Apple Inc is on the verge of clinching agreements with two of the biggest holdouts to selling its iPhone, China Mobile Ltd (中國移動) and NTT DoCoMo Inc, opening a route to hundreds of millions of new customers.
Ahead of an event on Sept. 10 to unveil new iPhones, Apple and China Mobile are near a deal for the world’s largest wireless carrier to offer the device, said a source, who asked not to be identified citing privacy concerns.
Apple is also close to an agreement to distribute its handset through Japan’s largest mobile carrier, NTT DoCoMo, sources have said.
Photo: EPA
Any final deals will bust loose at least 800 million new consumers for the iPhone, with China Mobile boasting 740 million subscribers and NTT DoCoMo about 62 million, data released by the carriers show. Those would be welcome customers for Apple, which is combating slowing sales growth for its flagship product amid competition from Samsung Electronics Co and makers of cheaper handsets.
“This is a very big deal for Apple,” said Brian Marshall, an analyst with ISI Group in San Francisco. “Apple’s iPhone growth has really slowed down.”
The agreements would end years of negotiations where the carriers balked at Apple’s terms, including the costs of subsidies needed to make the iPhone affordable for customers. Apple is set to reveal a lower-cost iPhone on Sept. 10, a source said.
Trudy Muller, a spokeswoman for Apple in Cupertino, California, declined to comment on China Mobile on Friday. Zhang Xuan (張軒), a Beijing-based spokesman for China Mobile’s parent company China Mobile Communications, did not answer calls.
“We’re not the source of information and nothing has been decided at this point,” DoCOMo said on Friday.
While Apple is preparing to a ship a lower-cost iPhone to China Mobile, a deal will not be announced at Apple’s Sept. 10 event, or at a follow-up event in Beijing on Sept. 11, a source said. It is unclear if a DoCoMo agreement will be announced on Sept. 10.

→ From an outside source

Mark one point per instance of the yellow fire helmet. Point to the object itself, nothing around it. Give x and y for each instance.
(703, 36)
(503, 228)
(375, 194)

China is one of Apple’s largest markets, yet sales there fell 14 percent last quarter as new local smartphone vendors like ZTE Corp (中興) and Xiaomi Corp (小米) took market share by offering lower-cost alternatives to the iPhone.
China is playing an increasingly important role in the global smartphone market, with sales there exceeding combined US and Western Europe sales, said Linda Sui, an analyst with Strategy Analytics.
In the December quarter, China Mobile may order 5 million iPhones, then 40 million more next year, according to Marshall.